DDRE-27. IDH MUTATED GLIOMAS PROMOTE EPILEPTOGENESIS VIA D-2-HYDROXYGLUTARATE DEPENDENT MTOR HYPERACTIVATION

INTRODUCTION: Epileptic seizures in patients with low-grade, isocitrate dehydrogenase (IDH) mutated gliomas reach 90%, a major source of morbidity for these patients. Albeit there are multiple features that contribute to tumor related epileptogenesis, IDH mutations are determined to be an independent factor, although the pathogenesis remains poorly understood. We demonstrate IDH-mutated tumors promote epileptogenesis through D-2-hydroxyglutarate (D-2-HG) dependent mTOR hyperactivation and metabolic reprogramming. METHODS: Human epileptic and nonepileptic cortex were identified via subdural electrodes in patients with IDH-mutated gliomas (n=5). An in vitro rat cortical neuronal model on microelectrode arrays were utilized to investigate the role of D-2-HG on neuronal excitability. mTOR and lysine demethylase (KDM) modulators were applied to elucidate the epileptogenic mechanism. Tetrodotoxin was utilized to evaluate the contribution of neuronal activity to mTOR signaling and metabolism. mTOR signaling was evaluated through western blot analysis and multiplex immunofluorescence. Metabolic function were analyzed via Seahorse assays and metabolomic analysis.
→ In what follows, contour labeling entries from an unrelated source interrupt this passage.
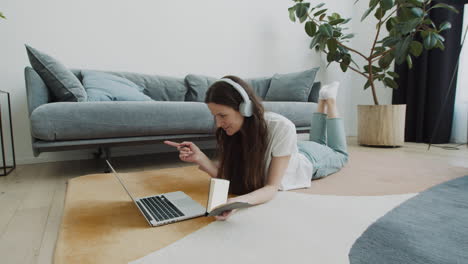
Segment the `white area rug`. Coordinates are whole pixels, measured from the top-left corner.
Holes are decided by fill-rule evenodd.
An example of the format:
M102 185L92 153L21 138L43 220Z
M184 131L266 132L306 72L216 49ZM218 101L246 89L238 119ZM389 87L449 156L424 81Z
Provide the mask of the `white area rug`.
M130 263L349 263L349 250L366 228L415 195L279 192Z

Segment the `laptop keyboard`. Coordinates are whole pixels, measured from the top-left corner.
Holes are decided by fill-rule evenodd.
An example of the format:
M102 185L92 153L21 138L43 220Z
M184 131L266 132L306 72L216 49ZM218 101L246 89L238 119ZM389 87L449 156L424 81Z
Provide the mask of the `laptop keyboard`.
M140 199L140 201L157 221L165 221L184 216L184 214L166 197L164 197L164 195L143 198ZM145 210L142 211L145 212Z

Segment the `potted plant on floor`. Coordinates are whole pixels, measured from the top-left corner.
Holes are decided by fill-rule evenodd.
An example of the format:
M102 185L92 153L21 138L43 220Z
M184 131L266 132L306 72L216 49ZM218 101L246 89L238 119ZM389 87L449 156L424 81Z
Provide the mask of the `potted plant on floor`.
M403 145L406 105L379 105L375 82L396 89L398 74L391 70L394 62L406 62L411 68L413 57L418 57L424 49L443 50L444 38L440 32L450 29L451 24L443 22L436 25L428 13L435 8L458 11L447 4L434 4L432 0L370 0L361 21L373 13L377 19L376 34L364 53L347 44L354 37L354 34L345 33L350 18L342 18L337 13L328 14L328 9L323 8L324 3L311 7L303 0L293 1L294 6L288 9L289 18L293 22L305 22L305 32L312 38L310 48L324 52L329 64L339 63L343 72L351 69L358 73L367 80L364 89L371 88L374 105L358 106L359 144ZM388 33L384 34L384 29ZM364 60L362 69L352 55Z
RESULTS: D-2-HG increased normalized bursting rate in the neuronal cultures (p<0.0001). Inhibition of mTOR with rapamycin corrected bursting levels to control levels. Furthermore, D-2-HG induced mTOR hyperactivation, independent of bursting activity, which correlated with upregulation of mTOR signaling in human epileptic tissue. KDM inhibition resulted in mTOR hyperactivation and neuronal hyperexcitability, which we demonstrated with D-2-HG, succinate, and PFI-90, a small molecule KDM inhibitor. Epileptic cortex and D-2-HG-treated neurons, have distinct metabolisms independent of neuronal activity compared to peritumoral nonepileptic cortex and control, respectively. CONCLUSION: We demonstrate IDH-mutated gliomas promote epileptogenesis through a D-2-HG dependent mTOR hyperactivation via KDM inhibition, a putative mechanism and potential therapeutic targets. Furthermore, we argue mTOR hyperactivation results in metabolic reprogramming, independent of neuronal firing, which may contribute to epileptogenesis, a heretofore unrecognized aspect of pathologic mTOR signaling in neurological diseases.